This past Sunday night, protestors toppled statues of former U.S. presidents Theodore Roosevelt and Abraham Lincoln as a declaration of “rage” toward the controversial holiday, Christopher Columbus Day. Organizers called the event “Indigenous Peoples Day of Rage” in response to the federal holiday named after the 15th-century Italian explorer Christopher Columbus — a polarizing figure who Native American supporters have claimed spurred centuries of genocide against Indigenous populations in the Americas.
“There are three main sources of controversy involving [Columbus'] interactions with the indigenous people he labeled ‘Indians’: the use of violence and slavery, the forced conversion of native peoples to Christianity and the introduction of a host of new diseases that would have dramatic long-term effects on native people in the Americas,” as reported by History.
Protestors threw chains around the Roosevelt monument in Portland, Oregon, officially titled “Theodore Roosevelt, Rough Rider.” They also splattered red paint on the statue and blowtorched the figure’s base as reported by multiple news outlets including the New York Times.
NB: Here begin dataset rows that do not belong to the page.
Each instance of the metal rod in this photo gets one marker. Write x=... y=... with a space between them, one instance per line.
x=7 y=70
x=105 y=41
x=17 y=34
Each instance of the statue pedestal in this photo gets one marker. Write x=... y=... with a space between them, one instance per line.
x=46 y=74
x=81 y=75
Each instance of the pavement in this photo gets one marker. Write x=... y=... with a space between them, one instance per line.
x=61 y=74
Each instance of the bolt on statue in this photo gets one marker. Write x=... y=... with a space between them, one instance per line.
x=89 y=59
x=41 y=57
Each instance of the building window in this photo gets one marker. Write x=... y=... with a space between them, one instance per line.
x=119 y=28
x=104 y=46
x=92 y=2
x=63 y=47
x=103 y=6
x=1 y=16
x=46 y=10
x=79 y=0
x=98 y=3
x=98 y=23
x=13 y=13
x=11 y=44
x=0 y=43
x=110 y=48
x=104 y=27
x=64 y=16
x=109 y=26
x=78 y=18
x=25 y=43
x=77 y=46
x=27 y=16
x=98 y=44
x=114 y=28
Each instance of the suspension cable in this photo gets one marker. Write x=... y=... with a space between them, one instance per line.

The crowd overturned the statue around 9 p.m. and later directed their attention towards Lincoln’s statue, toppling it eight minutes later. Protesters tagged “Dakota 38” on the base of Lincoln’s statue, referencing the 38 Dakota men Lincoln approved to have hanged after they were involved in a violent conflict with white settlers in Minnesota.
After tearing down the statues, the protestors began breaking windows at the Oregon Historical Society and also marched to the Portland State University Campus Public Safety office. Local authorities called the event a “riot” and claimed that anyone involved in “criminal behavior, including vandalism” was subject to arrest. It’s currently unclear if any arrests were made.
The Lincoln and Roosevelt monuments are the latest to come down following a wave of toppled statues and protests triggered by the death of George Floyd in Minneapolis police custody back on May 25.